Em conjunto, denunciam os autores da missiva, as três medidas legislativas, da autoria do anterior Governo, têm contribuído para a “intensificação da especulação imobiliária”, o aumentado do poder dos senhorios, o atualizar excessivo das rendas e o facilitar os despejos, “levando à expulsão de muitos habitantes e ao encerramento de atividades económicas, sociais e culturais”, bem como o beneficiar com vantagens fiscais dos cidadãos estrangeiros mais endinheirados.

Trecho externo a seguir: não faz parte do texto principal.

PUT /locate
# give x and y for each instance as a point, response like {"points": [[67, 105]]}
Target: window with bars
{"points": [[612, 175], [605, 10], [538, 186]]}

O que está a ter óbvias consequências, avisam. “A nível da cidade de Lisboa, a manter-se a oferta insuficiente e a excessiva subida nos preços na habitação – exponenciada no centro histórico e a alastrar por toda a cidade -, continuaremos a assistir à perda de população, ao despovoamento, ao decréscimo dos jovens, ao fenecimento de múltiplas comunidades que dão cor e vida à cidade”, avisam. Apontando o dedo à “prática contraditória” do Governo e da Câmara Municipal de Lisboa, os signatários dizem que “a atual política habitacional está a aprofundar as desigualdades socio-territoriais, a expulsar um grande número de famílias para as periferias e a tornar o acesso à habitação nas áreas centrais das cidades um privilégio dos mais ricos, a gerar desequilíbrios urbanos e a potenciar conflitos sociais”.
Ouvida pelo Corvo, Leonor Duarte, um dos membros da Academia Cidadã, assegura que o documento reflete uma “preocupação crescente de muita gente com o que se está a passar”. “Mesmo muitas pessoas que, há seis meses, nos diziam que, se calhar, estávamos a exagerar, argumentando que as mudanças são parte da vida de uma cidade, estão agora a ficar apreensivas e juntam-se a nós”, afirma. A ativista social diz que existe ainda gente que não assinou a carta, por não se rever em determinadas partes da mesma, mas que concorda com o seu tom geral.
Leonor Duarte faz questão de sublinhar que esta iniciativa não contesta a importância do turismo para a economia da cidade e do país, querendo antes alertar para a necessidade premente de o enquadrar com o direito básico à habitação. “Temos que reflectir sobre o tipo de transformação em curso em Lisboa e para quem está a ela ser benéfica. Desejamos uma cidade onde haja investimento, sem dúvida, mas que seja também para viver. Queremos que o turismo perdure em Lisboa, mas que tenha bases para continuar e não esteja a criar algo que não nos parece nada saudável, que é uma cidade sem os seus habitantes”, afirma activista, apontando o bom exemplo das autoridades de Berlim, que têm tomado medidas para contrariar o peso excessivo do alojamento turístico.